Kenapa Harus Pelatih yang Selalu Dipecat?
Pelatih memang pada dasarnya adalah sebuah arsitek, yang membangun suatu tim menjadi satu kesatuan yang utuh, dan bisa bekerjasama dengan baik. Layaknya seorang arsitek bangunan, pelatih juga membutuhkan skema rancangan yang baik dan benar sebelum memulai pertandingan.
Jika pada arsitek bangunan dibutuhkan kerjasama dengan kuli bangunan, pelatih juga membutuhkan kerjasama dengan para pemain, fans hingga pihak manajemen klub. Dengan menjalin kerja sama yang baik maka suatu pencapaian yang luar biasa bisa tercipta.

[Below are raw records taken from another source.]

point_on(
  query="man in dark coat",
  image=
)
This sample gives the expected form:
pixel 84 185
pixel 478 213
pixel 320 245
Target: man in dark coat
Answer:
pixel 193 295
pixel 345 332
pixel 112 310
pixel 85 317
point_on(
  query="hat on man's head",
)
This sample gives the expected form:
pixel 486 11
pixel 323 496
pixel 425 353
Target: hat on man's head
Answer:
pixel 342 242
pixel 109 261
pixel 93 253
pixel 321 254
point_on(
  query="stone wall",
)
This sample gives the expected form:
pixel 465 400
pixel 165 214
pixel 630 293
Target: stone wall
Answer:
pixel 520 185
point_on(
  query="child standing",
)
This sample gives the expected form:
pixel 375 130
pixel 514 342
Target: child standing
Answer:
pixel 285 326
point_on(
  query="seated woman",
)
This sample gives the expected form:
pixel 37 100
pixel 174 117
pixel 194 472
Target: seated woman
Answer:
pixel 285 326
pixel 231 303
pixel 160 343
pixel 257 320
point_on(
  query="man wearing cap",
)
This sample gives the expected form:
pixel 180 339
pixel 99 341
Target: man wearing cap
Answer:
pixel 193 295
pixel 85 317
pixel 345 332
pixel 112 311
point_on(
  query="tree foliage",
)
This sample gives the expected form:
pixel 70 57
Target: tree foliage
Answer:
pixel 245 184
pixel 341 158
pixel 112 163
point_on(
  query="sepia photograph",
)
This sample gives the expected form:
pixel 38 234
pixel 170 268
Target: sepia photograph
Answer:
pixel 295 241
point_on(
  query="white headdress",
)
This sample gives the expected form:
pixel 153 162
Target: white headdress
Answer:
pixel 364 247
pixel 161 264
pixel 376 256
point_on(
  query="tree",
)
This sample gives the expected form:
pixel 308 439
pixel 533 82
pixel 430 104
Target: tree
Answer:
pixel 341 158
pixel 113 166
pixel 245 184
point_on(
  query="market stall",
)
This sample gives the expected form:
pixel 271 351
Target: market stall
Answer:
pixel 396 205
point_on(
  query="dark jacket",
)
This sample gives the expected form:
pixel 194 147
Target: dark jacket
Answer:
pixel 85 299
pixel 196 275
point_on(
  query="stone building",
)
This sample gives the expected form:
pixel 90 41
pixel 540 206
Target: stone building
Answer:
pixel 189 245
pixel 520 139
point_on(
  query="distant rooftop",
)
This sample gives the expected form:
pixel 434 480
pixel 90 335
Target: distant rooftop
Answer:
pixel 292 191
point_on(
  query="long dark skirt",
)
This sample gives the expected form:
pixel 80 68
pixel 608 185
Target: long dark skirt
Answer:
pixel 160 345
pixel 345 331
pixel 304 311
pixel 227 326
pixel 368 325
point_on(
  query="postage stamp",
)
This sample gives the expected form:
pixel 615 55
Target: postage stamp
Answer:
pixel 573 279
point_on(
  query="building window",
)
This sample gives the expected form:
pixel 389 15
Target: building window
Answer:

Tapi mengapa disaat kegagalan hanya nama pelatih yang harus tercoreng? Hingga merusak track record yang telah dimilikinya? Padahal dalam satu tim terdiri dari pelatih, pemain dan pengelola klub. Adilkah perlakuan ini?
Berkaca dari kasus pemecatan Louis van Gaal yang belum lama ini menjadi tranding topik, pantaskah seorang LVG mendapatkan pemecatan sepihak ini? Saya sebagai penulis amatir menganggap hal ini kurang pantas, padahal ia berhasil memberikan satu piala pada Setan Merah.
Jika kalian flashblack, kedatangan LVG ke Old Trafford bukan didasari atas kemauannya sendiri, melainkan ada pihak manajemen yang telah merundingkan untuk memilihnya.
Apa pihak manajemen disalahkan atas kegagalan United saat ini? Saya rasa tidak terlalu disalahkan, karena semua mata tertuju pada van Gaal. Pihak manajemen sebenernya telah memilih dengan sangat cermat, berlandaskan dari data yang ia peroleh soal pencapaian hingga cara kepelatihan van Gaal, dari data tersebutlah pihak manajemen klub yakin timnya bisa cocok dengan cara kepemimpinan pria asal Belanda tersebut.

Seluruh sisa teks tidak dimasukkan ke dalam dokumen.